Tuesday, February 15, 2011

Day 26

   My hands look miserable, for reals, y'all.   I normally have really bad hands in the winter due to them drying out and chapping.  Yeah, I know, lotion.  News flash: that doesn't always help.  Anywho, add a job where I get my hands wet a lot, and two puppies, and you have hands that look like they have been in a fight with a gang of cacti.

    Most of the really painful looking marks are from B and T. They really don't mean to most of the time, but their tiny, needle sharp claws hurt like... hurt. Lots of hurt.

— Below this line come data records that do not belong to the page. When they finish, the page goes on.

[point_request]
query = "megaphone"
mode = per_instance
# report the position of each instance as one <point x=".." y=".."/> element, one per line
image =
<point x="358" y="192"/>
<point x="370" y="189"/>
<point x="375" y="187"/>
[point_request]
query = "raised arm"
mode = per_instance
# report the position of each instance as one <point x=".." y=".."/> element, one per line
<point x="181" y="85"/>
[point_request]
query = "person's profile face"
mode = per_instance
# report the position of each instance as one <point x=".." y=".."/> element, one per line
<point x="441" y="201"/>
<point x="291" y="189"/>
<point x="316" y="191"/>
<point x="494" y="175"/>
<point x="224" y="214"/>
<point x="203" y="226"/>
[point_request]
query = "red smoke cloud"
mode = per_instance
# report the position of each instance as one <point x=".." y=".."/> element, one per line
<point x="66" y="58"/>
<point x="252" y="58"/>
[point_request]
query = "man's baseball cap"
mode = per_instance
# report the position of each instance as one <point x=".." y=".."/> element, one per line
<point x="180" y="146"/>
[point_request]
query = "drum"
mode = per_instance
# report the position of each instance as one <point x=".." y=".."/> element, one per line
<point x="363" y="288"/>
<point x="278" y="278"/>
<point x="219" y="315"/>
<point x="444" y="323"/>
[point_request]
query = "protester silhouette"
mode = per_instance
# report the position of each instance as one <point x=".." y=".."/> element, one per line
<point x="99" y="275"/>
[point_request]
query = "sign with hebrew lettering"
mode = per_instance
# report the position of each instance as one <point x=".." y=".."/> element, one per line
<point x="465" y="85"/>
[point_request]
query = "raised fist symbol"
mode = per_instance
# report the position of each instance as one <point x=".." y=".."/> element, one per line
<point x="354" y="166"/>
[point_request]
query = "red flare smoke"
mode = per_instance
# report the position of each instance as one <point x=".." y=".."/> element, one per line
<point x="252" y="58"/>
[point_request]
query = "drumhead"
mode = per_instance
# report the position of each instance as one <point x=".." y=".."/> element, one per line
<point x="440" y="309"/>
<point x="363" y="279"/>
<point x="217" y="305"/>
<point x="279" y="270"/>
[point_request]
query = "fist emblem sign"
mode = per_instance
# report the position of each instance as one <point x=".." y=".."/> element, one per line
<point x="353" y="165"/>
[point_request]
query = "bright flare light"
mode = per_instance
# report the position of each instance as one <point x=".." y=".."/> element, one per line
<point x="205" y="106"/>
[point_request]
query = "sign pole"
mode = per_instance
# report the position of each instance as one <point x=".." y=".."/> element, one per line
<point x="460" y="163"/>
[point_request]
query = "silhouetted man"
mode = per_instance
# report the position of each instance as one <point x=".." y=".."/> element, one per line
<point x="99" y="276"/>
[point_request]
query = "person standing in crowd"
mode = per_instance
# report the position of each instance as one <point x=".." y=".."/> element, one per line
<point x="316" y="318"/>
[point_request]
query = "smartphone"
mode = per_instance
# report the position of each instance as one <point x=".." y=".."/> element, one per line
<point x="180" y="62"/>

   Sometimes, though, they do mean to. Like when they don't want me holding them. Especially during "I'm the boss" time.   I look at my hands, and arms, and the scratches on them and I'm reminded of Christ.  I'm not trying to be all noble.  I'm terrified that I'm going to ruin our puppies somehow.  I'm sure not bearing their sins either.  That said, tonight, after we were all calmed down, I cried a little.  I know, pathetic.  My hands hurt and I'm exhausted.  Please forgive me.  I cried.

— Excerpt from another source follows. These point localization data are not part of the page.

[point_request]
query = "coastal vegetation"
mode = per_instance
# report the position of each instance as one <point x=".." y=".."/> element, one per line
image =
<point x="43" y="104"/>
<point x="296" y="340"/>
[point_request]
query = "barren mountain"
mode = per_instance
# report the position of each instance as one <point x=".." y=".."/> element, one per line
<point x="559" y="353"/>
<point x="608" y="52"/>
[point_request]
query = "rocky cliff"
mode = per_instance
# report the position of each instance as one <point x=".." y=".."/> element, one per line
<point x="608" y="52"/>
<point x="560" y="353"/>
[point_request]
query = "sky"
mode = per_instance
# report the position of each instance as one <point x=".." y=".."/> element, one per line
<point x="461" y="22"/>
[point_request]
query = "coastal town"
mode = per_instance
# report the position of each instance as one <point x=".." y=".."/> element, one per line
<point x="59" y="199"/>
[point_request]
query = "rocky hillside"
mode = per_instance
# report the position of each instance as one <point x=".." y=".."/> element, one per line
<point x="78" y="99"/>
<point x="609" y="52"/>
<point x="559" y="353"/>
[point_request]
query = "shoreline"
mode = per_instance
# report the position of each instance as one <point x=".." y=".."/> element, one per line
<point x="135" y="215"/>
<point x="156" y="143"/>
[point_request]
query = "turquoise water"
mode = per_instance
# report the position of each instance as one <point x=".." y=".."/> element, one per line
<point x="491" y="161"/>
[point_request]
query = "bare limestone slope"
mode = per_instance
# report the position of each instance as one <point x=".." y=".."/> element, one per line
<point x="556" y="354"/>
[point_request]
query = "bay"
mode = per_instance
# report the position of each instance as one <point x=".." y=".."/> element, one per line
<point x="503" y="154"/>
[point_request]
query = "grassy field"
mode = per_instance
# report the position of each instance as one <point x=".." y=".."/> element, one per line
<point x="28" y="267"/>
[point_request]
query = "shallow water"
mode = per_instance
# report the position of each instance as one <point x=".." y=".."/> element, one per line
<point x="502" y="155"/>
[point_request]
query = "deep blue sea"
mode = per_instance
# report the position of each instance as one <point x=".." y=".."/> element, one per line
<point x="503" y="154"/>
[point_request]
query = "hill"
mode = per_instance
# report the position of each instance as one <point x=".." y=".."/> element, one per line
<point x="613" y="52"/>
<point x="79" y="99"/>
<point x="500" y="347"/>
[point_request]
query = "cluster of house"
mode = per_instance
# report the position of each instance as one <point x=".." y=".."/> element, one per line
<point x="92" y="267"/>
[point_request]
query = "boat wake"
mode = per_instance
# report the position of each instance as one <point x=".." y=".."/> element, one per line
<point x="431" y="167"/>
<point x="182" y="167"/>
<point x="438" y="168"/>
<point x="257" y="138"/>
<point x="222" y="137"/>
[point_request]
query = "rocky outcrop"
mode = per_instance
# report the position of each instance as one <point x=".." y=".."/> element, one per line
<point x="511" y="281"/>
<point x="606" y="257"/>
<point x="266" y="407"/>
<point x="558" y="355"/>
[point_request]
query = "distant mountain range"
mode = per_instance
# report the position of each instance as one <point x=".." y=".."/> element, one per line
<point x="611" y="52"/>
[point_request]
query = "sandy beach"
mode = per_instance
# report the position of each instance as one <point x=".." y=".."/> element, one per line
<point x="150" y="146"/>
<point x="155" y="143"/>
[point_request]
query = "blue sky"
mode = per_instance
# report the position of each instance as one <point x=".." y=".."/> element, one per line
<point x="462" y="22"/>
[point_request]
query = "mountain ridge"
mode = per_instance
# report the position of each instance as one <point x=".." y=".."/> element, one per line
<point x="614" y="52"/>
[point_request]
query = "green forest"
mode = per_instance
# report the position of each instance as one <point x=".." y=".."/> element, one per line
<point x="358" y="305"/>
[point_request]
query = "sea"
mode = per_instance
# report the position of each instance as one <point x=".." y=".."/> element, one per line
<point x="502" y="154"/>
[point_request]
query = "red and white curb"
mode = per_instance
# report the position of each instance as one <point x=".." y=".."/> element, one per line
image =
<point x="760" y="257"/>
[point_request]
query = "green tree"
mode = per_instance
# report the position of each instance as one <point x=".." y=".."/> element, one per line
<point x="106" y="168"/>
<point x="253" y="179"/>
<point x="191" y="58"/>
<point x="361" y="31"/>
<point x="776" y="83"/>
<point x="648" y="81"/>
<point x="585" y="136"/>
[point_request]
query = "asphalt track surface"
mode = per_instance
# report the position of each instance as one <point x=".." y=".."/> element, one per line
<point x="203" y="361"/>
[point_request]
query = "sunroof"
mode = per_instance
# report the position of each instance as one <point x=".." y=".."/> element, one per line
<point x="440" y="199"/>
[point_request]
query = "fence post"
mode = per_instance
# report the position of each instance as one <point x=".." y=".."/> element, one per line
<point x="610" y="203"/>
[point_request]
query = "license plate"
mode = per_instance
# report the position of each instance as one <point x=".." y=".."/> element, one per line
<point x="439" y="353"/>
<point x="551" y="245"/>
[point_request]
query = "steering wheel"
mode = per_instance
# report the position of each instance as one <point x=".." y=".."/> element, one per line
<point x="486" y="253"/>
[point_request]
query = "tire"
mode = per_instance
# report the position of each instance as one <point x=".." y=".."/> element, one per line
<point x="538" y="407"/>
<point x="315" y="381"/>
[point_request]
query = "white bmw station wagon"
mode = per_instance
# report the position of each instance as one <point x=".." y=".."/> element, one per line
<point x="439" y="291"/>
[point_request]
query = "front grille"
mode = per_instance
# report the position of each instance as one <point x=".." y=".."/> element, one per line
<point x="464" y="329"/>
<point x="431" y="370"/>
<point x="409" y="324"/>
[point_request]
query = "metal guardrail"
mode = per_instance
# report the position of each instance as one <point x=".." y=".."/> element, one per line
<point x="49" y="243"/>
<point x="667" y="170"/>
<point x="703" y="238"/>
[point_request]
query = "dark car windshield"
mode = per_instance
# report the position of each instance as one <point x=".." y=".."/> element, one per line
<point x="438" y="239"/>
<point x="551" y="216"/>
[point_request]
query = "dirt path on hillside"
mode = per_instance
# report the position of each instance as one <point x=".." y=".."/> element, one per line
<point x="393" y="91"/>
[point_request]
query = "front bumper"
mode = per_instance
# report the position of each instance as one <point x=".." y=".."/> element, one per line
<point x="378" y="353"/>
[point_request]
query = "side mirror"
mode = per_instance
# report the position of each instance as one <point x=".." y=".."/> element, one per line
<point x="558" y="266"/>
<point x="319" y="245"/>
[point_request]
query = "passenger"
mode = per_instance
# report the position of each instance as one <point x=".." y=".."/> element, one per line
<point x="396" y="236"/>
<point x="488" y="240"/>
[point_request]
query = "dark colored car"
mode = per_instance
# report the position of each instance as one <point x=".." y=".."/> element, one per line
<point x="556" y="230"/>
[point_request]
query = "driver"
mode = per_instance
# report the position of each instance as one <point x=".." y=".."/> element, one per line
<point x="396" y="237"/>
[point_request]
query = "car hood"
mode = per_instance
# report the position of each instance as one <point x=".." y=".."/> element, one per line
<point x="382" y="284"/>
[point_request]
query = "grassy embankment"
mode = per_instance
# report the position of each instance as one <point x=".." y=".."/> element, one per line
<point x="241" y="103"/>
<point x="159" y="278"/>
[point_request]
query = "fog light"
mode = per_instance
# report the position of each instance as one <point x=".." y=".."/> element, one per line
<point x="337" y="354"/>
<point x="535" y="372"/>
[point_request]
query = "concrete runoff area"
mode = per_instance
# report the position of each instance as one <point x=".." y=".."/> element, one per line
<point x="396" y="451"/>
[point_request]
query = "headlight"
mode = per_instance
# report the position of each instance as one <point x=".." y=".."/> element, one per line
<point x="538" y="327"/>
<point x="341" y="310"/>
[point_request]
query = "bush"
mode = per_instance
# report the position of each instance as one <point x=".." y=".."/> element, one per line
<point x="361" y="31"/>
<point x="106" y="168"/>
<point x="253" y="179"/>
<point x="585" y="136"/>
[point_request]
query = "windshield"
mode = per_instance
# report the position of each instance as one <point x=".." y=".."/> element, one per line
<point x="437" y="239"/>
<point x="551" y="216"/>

   I realized though, how Christ was beaten and bruised, not because He did anything wrong, but because we have.    He was trying to show us grace.  He was showing us a better way.   For those hours on the cross, what did He have to show for it?  Just a bleeding mass of a body.  I'm not really sure what I think about songs that talk about Christ thinking of me on the cross, or even that really the cross was about me much at all.

   That said, when I look at my hands, my thoughts are thus:  "I can bear with this hurt, because in the future, when I have dogs that are well-behaved, trusted companions, this will be worth it."

"This will be worth it."

Maybe, just maybe, that's a tinie, tiny fraction of what Christ thought.